Maysan Province, where Dr. Franz is stationed, is the poorest part of Iraq. Because of its large Shia population, its citizens were devastated during the Iran-Iraq war and brutalized by Saddam Hussein. “The docs here are very street-smart; their work ethic is great and they have done without for a long time,” Dr. Franz says. Providers at the 540-bed hospital in Al Amarah see 200 patients per day in the ED; several hundred outpatients are triaged, and senior staff physicians see 75 or more cases daily. “One young doc told me it was not unusual to have 500 patients present to a regional ED in a 24-hour period, making triage and care almost overwhelming,” he says.
The biggest problem Dr. Franz witnesses in Iraqi hospitals is the lack of specialty nurses. His teams are teaching classes and training trainers in ED triage, basic ICU care, and the ultrasound FAST (Focused Assessment with Sonography in Trauma) exam skills Iraqi providers can use anywhere in the hospital.
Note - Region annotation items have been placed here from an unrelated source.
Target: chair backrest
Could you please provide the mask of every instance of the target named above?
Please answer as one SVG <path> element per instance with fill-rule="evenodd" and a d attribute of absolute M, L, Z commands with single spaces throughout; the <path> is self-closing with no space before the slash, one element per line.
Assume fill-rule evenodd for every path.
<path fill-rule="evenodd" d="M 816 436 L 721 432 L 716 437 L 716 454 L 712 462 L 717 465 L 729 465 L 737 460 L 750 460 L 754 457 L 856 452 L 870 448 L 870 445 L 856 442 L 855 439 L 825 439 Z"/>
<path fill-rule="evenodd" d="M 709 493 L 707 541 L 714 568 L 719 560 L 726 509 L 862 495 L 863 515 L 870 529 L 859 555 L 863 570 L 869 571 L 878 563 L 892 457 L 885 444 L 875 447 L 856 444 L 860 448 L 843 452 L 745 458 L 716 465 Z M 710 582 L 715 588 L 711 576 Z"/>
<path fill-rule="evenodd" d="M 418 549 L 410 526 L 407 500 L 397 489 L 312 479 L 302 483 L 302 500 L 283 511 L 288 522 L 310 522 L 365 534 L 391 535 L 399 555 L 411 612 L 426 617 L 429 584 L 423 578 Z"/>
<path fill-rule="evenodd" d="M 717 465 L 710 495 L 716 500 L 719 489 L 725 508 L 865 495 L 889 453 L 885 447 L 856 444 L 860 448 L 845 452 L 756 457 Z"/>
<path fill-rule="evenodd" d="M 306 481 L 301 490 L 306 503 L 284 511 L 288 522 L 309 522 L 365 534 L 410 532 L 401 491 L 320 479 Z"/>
Other issues include a lack of continuing medical education; poor infrastructure, which chokes the supply of pharmaceuticals and other medical equipment; and paucity of specialty nursing. Dr. Franz also cites critical staffing issues, such as the large number of physicians who have fled the country and the rising prominence of the private, fee-for-service care system, which can attract physicians and nurses away from the public system.
Care for Female Soldiers
With three other OB hospitalists, also known as laborists, Brook Thomson, MD, spent the summer organizing an OB/GYN hospital medicine program at Saint Alphonsus Regional Medical Center in Boise, Idaho. A veteran of military medicine, Dr. Thomson trained at Uniformed Services University of Health Sciences (USUHS) and completed an OB/GYN residency in 1997, then was stationed in Germany for four years. From 2001 to 2004, he served as chief of obstetrics at Madigan Army Medical Center in Tacoma, Wash., during which time he was deployed to Iraq for 10 months.
The OB/GYN expertise combined with the HM practice model that Dr. Thomson offers is a growing need in the military. “The number of women in the military is increasing, and there just aren’t a lot of people who understand female soldiers’ special needs,” he says.
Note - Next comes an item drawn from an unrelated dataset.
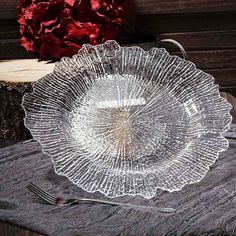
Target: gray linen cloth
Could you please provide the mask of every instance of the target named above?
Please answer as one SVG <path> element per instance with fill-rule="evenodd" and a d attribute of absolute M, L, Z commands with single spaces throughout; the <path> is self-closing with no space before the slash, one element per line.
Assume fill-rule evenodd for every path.
<path fill-rule="evenodd" d="M 228 135 L 235 136 L 236 132 Z M 0 220 L 45 235 L 236 235 L 236 142 L 231 141 L 197 184 L 181 191 L 158 191 L 156 197 L 119 197 L 146 206 L 174 207 L 175 214 L 103 204 L 57 207 L 26 189 L 29 182 L 64 197 L 106 199 L 86 193 L 54 173 L 50 158 L 29 140 L 0 149 Z"/>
Supporting women’s health has become an important aspect of battlefield medicine, namely the rooting out of potential sexual abuse. Dr. Thomson has published on the subject.1
In 2003, he was deployed as a general medical officer in Kuwait and assigned to the Basra area of Iraq, treating the gamut of patient needs. Recent Army policy changes, he says, ensure that OB/GYN military physicians now practice within their specialty.
A Canadian Perspective
Brendan James Hughes, MD, CCFP, returned from his military tour of duty and became a family practitioner in Lakefield, Ontario, a small community about 100 miles north of Toronto, and medical director of first-aid services for the Ontario Zone of the Canadian Red Cross.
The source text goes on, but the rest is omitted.